The RPS Methodology: Using the RPS Tool to Compare Watersheds and Evaluate Options

Steps CascadeIf you want to assess and compare a group of watersheds to help you plan for impaired waters restoration, healthy waters protection, or many other types of water resource management activities, this part of the website is for you. This methodology assumes your project will use the Recovery Potential Screening (RPS) Tool (a specially modified Excel spreadsheet that includes index calculation, rank ordering, graphing and mapping capabilities) and refers to it throughout. The tabbed web pages summarize the concepts and basic steps of Recovery Potential Screening while leaving the finer details to this website’s RPS Tools section and the RPS Tool User Manual(53 pp, 31 MB)

The tabs on this web page provide a multi-step process for systematically comparing the condition and restorability of potentially large numbers (tens, hundreds or even thousands) of watersheds. Although this method provides a basic process for making a systematic, transparent and consistent comparison using the RPS Tool, it is very flexible and does not require advanced software or skills. At many points in this procedure, your own personal choices are actually required. This approach is necessary to customize the assessment for your own geographic area, environment, social settings, sources of degradation and specific restoration or protection goals.
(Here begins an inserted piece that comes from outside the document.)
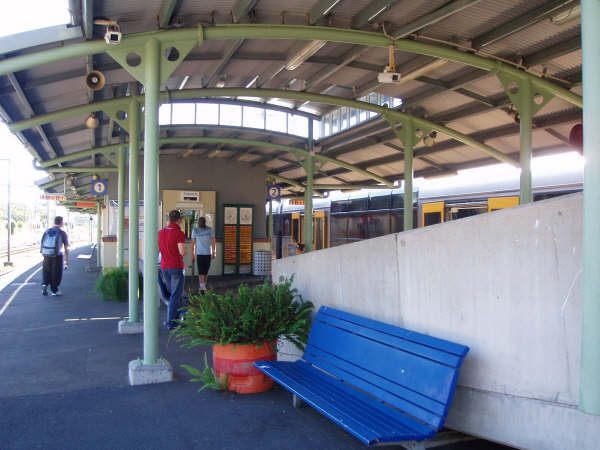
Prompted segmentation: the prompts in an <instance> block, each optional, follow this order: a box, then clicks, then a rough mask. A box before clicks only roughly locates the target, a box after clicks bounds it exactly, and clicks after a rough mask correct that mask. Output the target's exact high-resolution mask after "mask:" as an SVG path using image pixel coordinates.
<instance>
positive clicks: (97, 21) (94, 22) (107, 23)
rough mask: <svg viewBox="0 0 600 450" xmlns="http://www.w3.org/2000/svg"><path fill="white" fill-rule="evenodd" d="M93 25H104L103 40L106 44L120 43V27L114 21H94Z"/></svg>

Prospective users of RPS should note that carrying out a basic RPS screening can be done in less than an hour, even at a statewide scale, because of the pre-compiled watershed data and auto-calculating capabilities of the RPS Tool. There are times when quick, informal screening results may be all that is needed. The following discussion of RPS methods, however, assumes a more formal and involved process in which the screening purpose, participants, indicators and outputs are carefully planned and tailored to potentially very specific circumstances.

Each step is described briefly while also linking to tools, indicators and other supplemental reference information that can provide greater detail when needed. You may choose to browse all the steps at the general level first, which should take about 30 minutes. After reading through the general steps, please visit the RPS Indicators section and take some time to think carefully about the specific indicators that would be most relevant to the purpose for your screening project and your geographic area. Then, after these preparatory steps, please visit the RPS Tools section to see how the Tool itself works.

If you prefer instructions combined with detailed examples, you can download the screening example (PDF)(12 pp, 861 K) of a real assessment that followed these steps. During your project, you may also find it helpful to track steps completed with the RPS Screening Steps Checklist (PDF)(1 pp, 99 K).